This week, there was a revelation that the Zoom teleconferencing software runs a localhost server on customer’s machines – and this localhost serve can be used to maliciously add your machine to conference calls (with the video active) by malicious websites.
About 2 years ago, I looked into how may websites make requests to localhost when the page loads. Let’s revisit the data to see how things have changed. I’ll use the HTTP Archive to look 5M webpages for references to localhost or 127.0.0.1:
select
requests.url request, requests.status, requests.respsize
from httparchive.summary_requests.2019_06_01_mobile requestswhere requests.url like “%//localhost%” OR requests.url like “%//127.0.0.1%”

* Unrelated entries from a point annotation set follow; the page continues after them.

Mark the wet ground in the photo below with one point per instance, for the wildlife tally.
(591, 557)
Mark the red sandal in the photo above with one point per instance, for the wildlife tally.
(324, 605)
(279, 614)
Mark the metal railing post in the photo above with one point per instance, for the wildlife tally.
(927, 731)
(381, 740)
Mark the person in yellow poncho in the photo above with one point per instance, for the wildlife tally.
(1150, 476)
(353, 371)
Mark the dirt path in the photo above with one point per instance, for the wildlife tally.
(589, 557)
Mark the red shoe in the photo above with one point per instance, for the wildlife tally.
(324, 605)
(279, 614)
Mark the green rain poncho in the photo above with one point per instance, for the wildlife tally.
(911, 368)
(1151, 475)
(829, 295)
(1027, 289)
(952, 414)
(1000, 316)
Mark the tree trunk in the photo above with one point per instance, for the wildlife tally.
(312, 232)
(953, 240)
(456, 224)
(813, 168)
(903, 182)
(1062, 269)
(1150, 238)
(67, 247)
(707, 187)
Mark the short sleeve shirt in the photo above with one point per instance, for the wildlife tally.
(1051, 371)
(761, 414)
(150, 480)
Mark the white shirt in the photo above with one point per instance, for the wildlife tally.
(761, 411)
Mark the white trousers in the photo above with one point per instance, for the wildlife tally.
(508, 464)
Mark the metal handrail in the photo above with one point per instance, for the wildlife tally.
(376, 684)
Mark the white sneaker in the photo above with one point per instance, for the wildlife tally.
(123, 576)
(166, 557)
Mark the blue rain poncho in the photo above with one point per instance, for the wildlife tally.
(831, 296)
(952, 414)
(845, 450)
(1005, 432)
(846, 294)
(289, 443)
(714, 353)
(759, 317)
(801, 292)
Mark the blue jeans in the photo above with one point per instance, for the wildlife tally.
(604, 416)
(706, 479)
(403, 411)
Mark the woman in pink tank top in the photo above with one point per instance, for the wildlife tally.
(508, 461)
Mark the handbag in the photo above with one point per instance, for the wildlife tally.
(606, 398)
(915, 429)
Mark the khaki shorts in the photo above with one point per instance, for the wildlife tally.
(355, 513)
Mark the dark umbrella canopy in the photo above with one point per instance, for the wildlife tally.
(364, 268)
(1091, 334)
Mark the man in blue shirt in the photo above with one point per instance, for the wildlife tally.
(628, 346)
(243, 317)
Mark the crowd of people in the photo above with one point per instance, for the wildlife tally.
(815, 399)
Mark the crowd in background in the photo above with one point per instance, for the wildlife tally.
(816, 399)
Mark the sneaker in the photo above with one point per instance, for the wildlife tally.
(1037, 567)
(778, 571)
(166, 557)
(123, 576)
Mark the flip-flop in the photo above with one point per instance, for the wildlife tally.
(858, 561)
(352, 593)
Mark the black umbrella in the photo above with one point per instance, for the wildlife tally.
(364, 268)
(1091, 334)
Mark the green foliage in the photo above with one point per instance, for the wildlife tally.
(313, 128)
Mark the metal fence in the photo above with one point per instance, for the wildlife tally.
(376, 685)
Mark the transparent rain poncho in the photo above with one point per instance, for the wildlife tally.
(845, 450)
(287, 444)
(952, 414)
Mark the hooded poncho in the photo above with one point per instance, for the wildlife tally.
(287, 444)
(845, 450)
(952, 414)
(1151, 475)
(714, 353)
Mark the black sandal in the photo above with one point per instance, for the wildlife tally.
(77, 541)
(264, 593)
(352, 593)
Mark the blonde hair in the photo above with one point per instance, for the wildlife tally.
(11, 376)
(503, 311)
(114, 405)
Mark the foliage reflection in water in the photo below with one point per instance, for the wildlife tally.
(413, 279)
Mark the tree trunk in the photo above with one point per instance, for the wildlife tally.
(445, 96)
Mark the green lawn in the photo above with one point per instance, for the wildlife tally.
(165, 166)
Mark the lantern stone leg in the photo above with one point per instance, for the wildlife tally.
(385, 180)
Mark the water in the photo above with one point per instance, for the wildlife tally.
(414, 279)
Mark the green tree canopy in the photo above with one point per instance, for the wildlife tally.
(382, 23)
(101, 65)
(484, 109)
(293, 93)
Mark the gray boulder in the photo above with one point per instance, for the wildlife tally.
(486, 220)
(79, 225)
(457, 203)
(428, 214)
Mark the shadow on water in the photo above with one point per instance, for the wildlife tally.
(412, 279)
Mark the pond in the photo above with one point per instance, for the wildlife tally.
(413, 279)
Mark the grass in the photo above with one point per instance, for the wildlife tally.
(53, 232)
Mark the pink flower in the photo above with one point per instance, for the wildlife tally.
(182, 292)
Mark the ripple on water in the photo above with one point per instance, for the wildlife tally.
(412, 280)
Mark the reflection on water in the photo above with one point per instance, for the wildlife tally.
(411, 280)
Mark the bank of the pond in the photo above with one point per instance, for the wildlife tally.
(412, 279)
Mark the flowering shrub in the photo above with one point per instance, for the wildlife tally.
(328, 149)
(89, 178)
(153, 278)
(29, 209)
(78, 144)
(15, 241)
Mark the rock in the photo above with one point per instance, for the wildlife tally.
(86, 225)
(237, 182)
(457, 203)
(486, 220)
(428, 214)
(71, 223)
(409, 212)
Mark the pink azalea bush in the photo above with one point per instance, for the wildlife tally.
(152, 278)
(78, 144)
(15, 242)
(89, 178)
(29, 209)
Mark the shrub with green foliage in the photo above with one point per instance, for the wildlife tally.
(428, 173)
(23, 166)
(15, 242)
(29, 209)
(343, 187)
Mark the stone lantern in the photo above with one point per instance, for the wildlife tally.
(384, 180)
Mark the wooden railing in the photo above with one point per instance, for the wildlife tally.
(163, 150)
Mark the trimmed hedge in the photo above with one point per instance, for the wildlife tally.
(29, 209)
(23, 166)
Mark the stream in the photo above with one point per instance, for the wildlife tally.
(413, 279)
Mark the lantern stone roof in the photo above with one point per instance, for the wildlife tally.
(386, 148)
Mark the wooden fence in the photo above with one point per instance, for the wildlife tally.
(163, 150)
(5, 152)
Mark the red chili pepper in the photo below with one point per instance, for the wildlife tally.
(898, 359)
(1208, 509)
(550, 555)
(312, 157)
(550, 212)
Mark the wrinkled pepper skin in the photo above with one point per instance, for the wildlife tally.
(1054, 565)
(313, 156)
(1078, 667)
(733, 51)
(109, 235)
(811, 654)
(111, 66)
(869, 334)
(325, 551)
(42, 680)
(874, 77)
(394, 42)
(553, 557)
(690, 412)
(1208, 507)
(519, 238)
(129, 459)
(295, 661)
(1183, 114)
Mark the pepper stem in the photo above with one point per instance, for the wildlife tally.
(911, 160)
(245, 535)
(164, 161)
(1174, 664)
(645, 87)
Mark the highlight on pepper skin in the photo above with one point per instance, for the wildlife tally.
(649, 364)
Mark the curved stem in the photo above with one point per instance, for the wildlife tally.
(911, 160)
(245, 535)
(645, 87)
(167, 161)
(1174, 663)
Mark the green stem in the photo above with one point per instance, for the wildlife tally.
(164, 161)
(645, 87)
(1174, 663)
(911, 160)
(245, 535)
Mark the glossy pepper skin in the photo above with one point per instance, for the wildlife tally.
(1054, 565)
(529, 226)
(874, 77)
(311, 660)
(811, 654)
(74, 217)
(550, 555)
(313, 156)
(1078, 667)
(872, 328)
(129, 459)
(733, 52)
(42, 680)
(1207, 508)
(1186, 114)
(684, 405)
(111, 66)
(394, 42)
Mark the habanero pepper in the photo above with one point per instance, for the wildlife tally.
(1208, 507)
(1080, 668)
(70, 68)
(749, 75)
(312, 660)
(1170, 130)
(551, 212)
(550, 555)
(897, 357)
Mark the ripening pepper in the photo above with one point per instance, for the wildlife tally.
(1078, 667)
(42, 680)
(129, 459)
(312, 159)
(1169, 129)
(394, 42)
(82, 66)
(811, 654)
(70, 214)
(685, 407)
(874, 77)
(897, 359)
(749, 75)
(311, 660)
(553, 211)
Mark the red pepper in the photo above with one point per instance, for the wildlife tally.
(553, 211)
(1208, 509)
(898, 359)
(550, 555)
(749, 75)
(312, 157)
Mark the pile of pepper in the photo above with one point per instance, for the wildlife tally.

There are a lot of pages that have a directory called localhost, so I force the search to only look for “//localhost” to remove these from the results.
Referencing Localhost
In the June crawl of 5M mobile websites there are 37,712 references to Localhost.
37,000 are coming from just one website:
The referrer is “InstallVestCert.html”, implying that this is attempting to load a certificate, and the file is appended with a random number between 0 and 1. As the page never stops loading, the HTTPArchive instance recording has ~37k failures before it errors out. The request is made to https://127.0.0.1:15018, which is a pretty funky port.
After this outlier, the remaining ports all appear to be regular HTTP ports often used in building sites locally (as I saw a year ago):
In general, requests to localhost (at least on root homepages) appear to be innocuous errors that can be easily fixed by resolving to the correct domain.